Balkan peace: Strict Dayton timetable for handover of Sarajevo suburbs revealed as Pale stokes fears of a second Beirut

EMMA DALY

Sarajevo

The Bosnian government was yesterday urged to provide greater security guarantees for Serbs living in suburbs of Sarajevo due to revert to government control under the Dayton peace plan. Under the agreement, the rebel Serb army will move out, probably next month, to be replaced by Nato troops and then government officials, prompting many local Serbs to seek new homes for fear of Bosnian reprisals.

The French President, Jacques Chirac, wrote to President Bill Clinton to express concerns about the agreement. Sarajevo is in the area to be held by French troops in the Nato Implementation Force (I-For). A US delegation visiting the city yesterday told government officials they must do more to calm Serb anxieties, warning that the Bosnian Serb leadership in Pale may exploit fears of trouble in an attempt to head off the Nato deployment.

Fears of Bosnian reprisals against Serbs in the suburbs of Ilidza, Grbavica, Ilijas, Vogosca and Hadzici, which are to revert to government rule 45 days after the transfer of authority in Bosnia from the UN to Nato, are being stoked by Pale, which is warning of a "second Beirut". A huge exodus is more likely. Despite government promises of equal treatment for all citizens, local Serbs are anxious about staying once their army has withdrawn.

Under a military annex to the Dayton plan seen by the Independent, the Serbs must withdraw all forces and weapons from the five suburbs within 45 days of the transfer, which is expected to take place around 18 December. I-For will move in after 30 days, and, to ensure an orderly transition, the government will not be allowed to send in its forces until 90 days after the transfer. Soldiers who live locally and wish to stay (without weapons) must register with an I-For post near their homes.

Haris Silajdzic, the Bosnian Prime Minister and an advocate of a multi- ethnic state, dismissed Mr Chirac's complaints. "We have tens of thousands of Serbs living right now in Sarajevo because Sarajevo has been for centuries a multi-ethnic town," he said. "All of us ... enjoy the same rights."

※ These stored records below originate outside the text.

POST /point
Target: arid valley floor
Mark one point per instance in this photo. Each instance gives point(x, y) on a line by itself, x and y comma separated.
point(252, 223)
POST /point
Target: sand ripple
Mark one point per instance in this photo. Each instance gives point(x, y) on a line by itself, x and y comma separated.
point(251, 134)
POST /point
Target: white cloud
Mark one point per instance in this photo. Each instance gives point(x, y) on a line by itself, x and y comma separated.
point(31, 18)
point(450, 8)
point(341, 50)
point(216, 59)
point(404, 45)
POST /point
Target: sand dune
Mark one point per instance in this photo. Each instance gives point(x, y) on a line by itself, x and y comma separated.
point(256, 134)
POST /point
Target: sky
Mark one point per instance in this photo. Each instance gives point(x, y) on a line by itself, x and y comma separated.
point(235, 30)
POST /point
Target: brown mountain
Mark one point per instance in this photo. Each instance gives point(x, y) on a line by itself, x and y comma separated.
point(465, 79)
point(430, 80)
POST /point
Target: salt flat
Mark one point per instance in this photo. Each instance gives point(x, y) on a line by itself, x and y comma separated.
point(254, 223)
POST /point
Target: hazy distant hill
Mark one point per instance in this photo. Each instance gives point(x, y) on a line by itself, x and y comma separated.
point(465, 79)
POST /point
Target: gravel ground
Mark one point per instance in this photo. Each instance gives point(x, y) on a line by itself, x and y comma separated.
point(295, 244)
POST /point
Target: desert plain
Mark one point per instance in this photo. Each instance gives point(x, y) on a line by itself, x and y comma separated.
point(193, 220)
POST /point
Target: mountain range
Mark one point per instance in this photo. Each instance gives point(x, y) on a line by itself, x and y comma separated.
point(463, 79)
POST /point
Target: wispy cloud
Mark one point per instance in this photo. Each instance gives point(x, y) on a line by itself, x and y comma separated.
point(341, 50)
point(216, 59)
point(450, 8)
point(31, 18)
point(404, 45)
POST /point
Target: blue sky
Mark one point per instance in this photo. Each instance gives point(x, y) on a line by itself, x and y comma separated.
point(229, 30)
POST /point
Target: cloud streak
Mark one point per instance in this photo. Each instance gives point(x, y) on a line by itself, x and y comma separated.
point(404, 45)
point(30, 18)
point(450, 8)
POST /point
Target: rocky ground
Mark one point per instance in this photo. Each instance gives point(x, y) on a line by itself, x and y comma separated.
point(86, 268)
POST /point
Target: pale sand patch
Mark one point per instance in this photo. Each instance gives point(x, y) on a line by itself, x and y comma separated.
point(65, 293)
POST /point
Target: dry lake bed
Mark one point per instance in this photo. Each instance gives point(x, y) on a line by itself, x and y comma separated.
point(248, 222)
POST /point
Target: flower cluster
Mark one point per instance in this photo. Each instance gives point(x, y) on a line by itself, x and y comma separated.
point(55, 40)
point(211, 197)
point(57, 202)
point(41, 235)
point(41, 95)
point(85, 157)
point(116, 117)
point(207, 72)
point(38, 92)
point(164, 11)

His message was reinforced by the Foreign Minister, Muhamed Sacirbey, who signed an agreement yesterday with his Greek counterpart, Carolos Papoulias, reopening diplomatic relations with Athens, which has close ties to the Serbs through the Orthodox church. The ceremony, witnessed by the Iranian Foreign Minister, Ali Akbar Velayati, was a symbol that "Sarajevo belongs to everyone", said Mr Sacirbey.

However, Mirko Pejanovic, one of the two Serbs in Bosnia's collective presidency, urged his government to go further to reassure Serbs in the suburbs, and asked the international community to shore up Serb opinion in the face of Pale's propaganda. "The government is doing a lot, but it should be doing more," he said.

Mr Pejanovic and the Serb Civic Council in Sarajevo, where around 25,000 to 30,000 Serbs live under government control, said officials should offer an amnesty to Serb soldiers, most of whom were conscripts, and prosecute only "war criminals". "Every day the propaganda from Pale fuels the time bomb," he said. "Many of [the Serb men in the five suburbs] were drafted into the army. If they have to leave, their families will go with them."

But Mr Sacirbey said there was no need for an amnesty, because the rights of all civilians were guaranteed, and that included soldiers, once they "take on the role of civilians". He added, however, that in the next few days the government would publish "concrete proposals" on the reintegration to Sarajevo of the Serb-held areas.